Blair soundings denied by No 10

Tony Blair has been reticent about accepting candidacy
Tony Blair has been reticent about accepting candidacy

By Alex Stevenson

Downing Street says claims two senior civil servants are lobbying behind closed doors for Tony Blair to become EU president are nothing but "speculation".

The Guardian newspaper reported that Gordon Brown's senior Europe adviser John Cunliffe and EU ambassador Kim Darroch were asked to take soundings.

No 10 has refused to confirm the claim. But a diplomatic source told the Guardian that "Kim is talking to everyone".

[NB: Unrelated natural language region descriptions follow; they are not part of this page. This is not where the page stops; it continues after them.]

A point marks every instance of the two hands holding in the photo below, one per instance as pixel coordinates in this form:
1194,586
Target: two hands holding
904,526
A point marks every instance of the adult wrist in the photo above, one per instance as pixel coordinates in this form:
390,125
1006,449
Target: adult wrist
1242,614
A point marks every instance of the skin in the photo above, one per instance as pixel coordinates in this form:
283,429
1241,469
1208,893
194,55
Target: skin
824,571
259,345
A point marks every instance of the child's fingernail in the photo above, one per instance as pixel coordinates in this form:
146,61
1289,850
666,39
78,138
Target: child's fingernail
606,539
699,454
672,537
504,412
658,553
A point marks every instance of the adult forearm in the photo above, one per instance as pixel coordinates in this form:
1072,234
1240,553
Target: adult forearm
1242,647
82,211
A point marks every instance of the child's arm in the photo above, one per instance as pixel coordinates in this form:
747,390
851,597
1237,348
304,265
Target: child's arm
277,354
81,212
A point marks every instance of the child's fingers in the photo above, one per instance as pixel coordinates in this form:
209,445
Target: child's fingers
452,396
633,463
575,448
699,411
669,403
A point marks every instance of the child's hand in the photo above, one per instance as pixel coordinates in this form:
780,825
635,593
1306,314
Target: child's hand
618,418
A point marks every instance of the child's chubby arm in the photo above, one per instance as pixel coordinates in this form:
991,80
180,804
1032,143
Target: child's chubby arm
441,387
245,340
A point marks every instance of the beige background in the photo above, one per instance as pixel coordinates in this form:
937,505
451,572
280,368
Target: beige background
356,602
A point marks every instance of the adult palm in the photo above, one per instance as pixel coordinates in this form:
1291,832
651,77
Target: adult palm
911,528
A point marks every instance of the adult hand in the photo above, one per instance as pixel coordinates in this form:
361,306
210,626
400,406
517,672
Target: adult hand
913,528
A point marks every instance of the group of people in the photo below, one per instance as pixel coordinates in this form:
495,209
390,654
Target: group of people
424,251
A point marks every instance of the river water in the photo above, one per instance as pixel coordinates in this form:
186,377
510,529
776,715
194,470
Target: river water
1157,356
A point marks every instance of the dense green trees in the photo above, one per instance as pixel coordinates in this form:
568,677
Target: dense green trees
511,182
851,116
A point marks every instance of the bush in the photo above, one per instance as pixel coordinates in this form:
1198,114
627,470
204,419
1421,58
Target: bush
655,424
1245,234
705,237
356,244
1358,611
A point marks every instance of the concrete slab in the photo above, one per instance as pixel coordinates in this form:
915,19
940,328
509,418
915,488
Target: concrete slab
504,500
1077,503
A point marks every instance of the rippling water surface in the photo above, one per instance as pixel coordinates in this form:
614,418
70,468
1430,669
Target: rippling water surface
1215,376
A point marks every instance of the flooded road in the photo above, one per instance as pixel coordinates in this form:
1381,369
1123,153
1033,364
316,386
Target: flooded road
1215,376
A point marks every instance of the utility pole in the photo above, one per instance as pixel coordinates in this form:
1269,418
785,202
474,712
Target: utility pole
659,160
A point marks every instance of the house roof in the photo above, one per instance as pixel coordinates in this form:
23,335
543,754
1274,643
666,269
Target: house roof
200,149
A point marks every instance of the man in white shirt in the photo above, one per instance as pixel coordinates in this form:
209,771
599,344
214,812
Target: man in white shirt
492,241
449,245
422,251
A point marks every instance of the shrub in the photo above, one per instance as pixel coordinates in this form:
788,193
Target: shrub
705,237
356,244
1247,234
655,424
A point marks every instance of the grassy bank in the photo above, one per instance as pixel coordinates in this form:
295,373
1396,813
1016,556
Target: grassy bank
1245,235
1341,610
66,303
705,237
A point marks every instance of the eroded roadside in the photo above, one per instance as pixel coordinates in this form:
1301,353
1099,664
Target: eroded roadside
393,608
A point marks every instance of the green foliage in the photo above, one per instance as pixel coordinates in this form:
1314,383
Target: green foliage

"There wouldn't be any sense in the prime minister doing that given that (a), we haven't got the treaty ratified, and (b), Tony Blair hasn't decided whether he will be a candidate," the prime minister's spokesman said.

Mr Blair has himself been reticent about his potential candidacy. He has not confirmed an interest in assuming a prominent role in Europe, reportedly causing frustration among Mr Brown's staff that they are unappreciated.

Foreign secretary David Miliband, openly backing Mr Blair's undeclared candidacy, told the BBC yesterday: "This is a time when a strong European voice is more needed than ever, it's not a time for shy retiring violets."

The former prime minister has not been inactive since he left Downing Street in 2007, working most prominently as a Middle East peace envoy.

He now finds himself a potential frontrunner for the European Commission presidency.

This so-called 'president of Europe' role would come into effect if the Lisbon treaty is ratified.

Speaking in his monthly press conference this morning, Conservative leader David Cameron made clear he did not support Mr Blair in the potential role. He said he preferred a "chairmanic" president to an "all-singing, all-dancing, all-acting" figurehead.

"I can see what sort of president Tony Blair would be," he added.

Meanwhile, those on the left of the plitical spectrum were also attacking the suggestion.

South East Euro-MP and Green party leader Caroline Lucas said the suggestion Mr Blair should be made president showed "just how detached Labour ministers have now become from widespread public feeling".

"The suggestion is nothing short of absurd," she added.

"Can there be anyone outside of the government who really believes that the man who snubbed the EU over Iraq and joined with George W. Bush to lead us into an illegal war is now the right person to become the EU's first council president?"